South Yorkshire Times October 25, 1969
Serious Effects of The Strike
With Yorkshire’s 70,000 miners continuing their strike for shorter hours, in spite of the N.C.B’s pay offer of a 27s 6d. a week rise, other local industries were this week beginning to feel the effects of the stoppage.
At the giant Manvers Main Coking Plant at Wath, which employs 700 men, stocks of coal were dwindling and a spokesman for the General and Municipal Workers Union warned that if the ovens could not be kept up to a certain temperature they would break up.
Growing Worse
“The plant takes 30,000 tons of coal a week from local pits. At the beginning of the dispute we were able to obtain supplies from the Derbyshire Coalfield, but now this has been cut off, the position is becoming very serious and grows worse every day,” he said.
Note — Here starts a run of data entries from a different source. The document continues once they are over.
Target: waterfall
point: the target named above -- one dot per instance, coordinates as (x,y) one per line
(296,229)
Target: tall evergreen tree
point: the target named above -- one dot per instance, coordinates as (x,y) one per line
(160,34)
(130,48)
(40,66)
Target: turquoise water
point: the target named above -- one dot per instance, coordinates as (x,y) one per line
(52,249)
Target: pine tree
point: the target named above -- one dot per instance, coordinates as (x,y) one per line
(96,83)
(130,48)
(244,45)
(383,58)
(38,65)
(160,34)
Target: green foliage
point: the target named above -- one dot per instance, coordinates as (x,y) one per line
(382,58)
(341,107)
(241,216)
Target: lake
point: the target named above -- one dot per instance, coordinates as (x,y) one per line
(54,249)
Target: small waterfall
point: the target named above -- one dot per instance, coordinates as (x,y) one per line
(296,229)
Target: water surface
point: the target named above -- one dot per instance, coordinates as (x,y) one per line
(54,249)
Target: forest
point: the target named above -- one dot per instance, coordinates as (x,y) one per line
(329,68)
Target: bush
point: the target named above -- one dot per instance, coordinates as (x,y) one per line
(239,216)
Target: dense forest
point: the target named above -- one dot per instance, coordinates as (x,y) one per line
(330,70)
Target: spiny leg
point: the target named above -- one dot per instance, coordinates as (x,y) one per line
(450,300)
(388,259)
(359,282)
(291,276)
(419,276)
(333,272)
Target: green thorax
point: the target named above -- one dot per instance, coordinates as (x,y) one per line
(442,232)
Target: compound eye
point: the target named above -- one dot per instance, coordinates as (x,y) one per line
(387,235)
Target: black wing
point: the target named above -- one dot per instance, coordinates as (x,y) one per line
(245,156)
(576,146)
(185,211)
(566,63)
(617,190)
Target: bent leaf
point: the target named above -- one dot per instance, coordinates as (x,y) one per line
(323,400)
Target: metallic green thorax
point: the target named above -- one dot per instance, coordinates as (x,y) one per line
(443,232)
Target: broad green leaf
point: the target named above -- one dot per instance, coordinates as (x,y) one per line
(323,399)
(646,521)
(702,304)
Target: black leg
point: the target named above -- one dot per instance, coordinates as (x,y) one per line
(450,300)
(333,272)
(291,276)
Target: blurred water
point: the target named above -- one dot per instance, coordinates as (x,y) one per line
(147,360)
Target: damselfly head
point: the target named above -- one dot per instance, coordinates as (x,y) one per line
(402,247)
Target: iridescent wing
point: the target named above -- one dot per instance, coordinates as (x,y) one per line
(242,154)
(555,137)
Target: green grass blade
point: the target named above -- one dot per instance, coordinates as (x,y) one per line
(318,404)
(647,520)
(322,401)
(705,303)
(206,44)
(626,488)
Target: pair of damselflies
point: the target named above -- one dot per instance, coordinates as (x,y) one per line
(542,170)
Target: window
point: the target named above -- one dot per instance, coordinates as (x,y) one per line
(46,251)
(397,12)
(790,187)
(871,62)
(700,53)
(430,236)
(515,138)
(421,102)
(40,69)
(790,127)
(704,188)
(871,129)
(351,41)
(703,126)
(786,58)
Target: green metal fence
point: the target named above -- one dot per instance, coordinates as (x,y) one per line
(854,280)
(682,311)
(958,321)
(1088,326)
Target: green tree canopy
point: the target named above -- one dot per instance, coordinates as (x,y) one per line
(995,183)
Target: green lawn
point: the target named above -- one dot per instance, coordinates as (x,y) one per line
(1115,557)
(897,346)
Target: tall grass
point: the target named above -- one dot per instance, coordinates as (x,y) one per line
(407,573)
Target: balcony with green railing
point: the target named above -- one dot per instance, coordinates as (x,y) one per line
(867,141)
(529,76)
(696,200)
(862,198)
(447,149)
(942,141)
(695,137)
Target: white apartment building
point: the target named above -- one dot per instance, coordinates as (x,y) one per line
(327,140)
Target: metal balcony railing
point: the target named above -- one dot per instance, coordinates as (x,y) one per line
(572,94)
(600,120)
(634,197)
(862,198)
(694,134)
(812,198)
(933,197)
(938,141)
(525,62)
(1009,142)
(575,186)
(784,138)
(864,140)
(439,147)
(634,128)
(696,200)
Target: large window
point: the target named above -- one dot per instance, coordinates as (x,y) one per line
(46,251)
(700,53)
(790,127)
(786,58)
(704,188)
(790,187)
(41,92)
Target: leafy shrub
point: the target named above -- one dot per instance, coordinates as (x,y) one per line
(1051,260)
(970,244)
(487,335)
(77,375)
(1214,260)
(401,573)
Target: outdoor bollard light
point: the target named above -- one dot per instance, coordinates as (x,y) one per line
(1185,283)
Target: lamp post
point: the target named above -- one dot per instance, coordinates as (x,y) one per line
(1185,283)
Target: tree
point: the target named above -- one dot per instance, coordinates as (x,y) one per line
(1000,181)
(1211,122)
If the plant was forced to shut down then local collieries could be seriously affected in future, he added.
The Grimethorpe works of Coalite and Chemical Products Ltd., which employ 460 men, were working at only 50 per cent. capacity this week as a result of the strike, but managing director, Mr. Francis Waring said that as yet there was no danger of redundancy.
“It is not the company’s policy to make men redundant except in extreme circumstances. At the moment we are holding daily meetings to keep up to date with the latest position,” said Mr. Waring.
Power Stations
At Mexborough Power Station the position is somewhat brighter. A spokesman said that supplies at all local power stations were sufficient to last four or five weeks and added that there was no danger yet of men having to be laid off.
Meanwhile there seems to be no immediate chance of an end to the dispute, which brought 75 pits of the Yorkshire Coalfield to standstill, and which centres on a pay claim and a demand for 40 hour working week for surface men.
On Wednesday the Yorkshire Area Miner’s Council voted for rejection of the N.C.B. offer of a 20 7S6D a week pay rise, a decision which cut across the recommendations of the National Executive.
Hours Issue
Mr S Bullock, area president, said the working hours were the real cause of the dispute not the money involved.
No further meeting of the Yorkshire Area Council’s is planned before next Thursday special union delegates conference in London and union official said a settlement was unlikely before the meeting.
At Cadeby however, where 1600 men were on strike before the surface workers dispute came to her head, the men decided at a mass meeting last Saturday to return to work as soon as the main strike is over.
A local N.U.M. official told the “South Yorkshire Times” after the meeting, “The men have decided to return to work as soon as the dispute is settled, so that negotiations can begin in our own grievances over the deployment of market men. We are giving full support to the surface workers.” He added.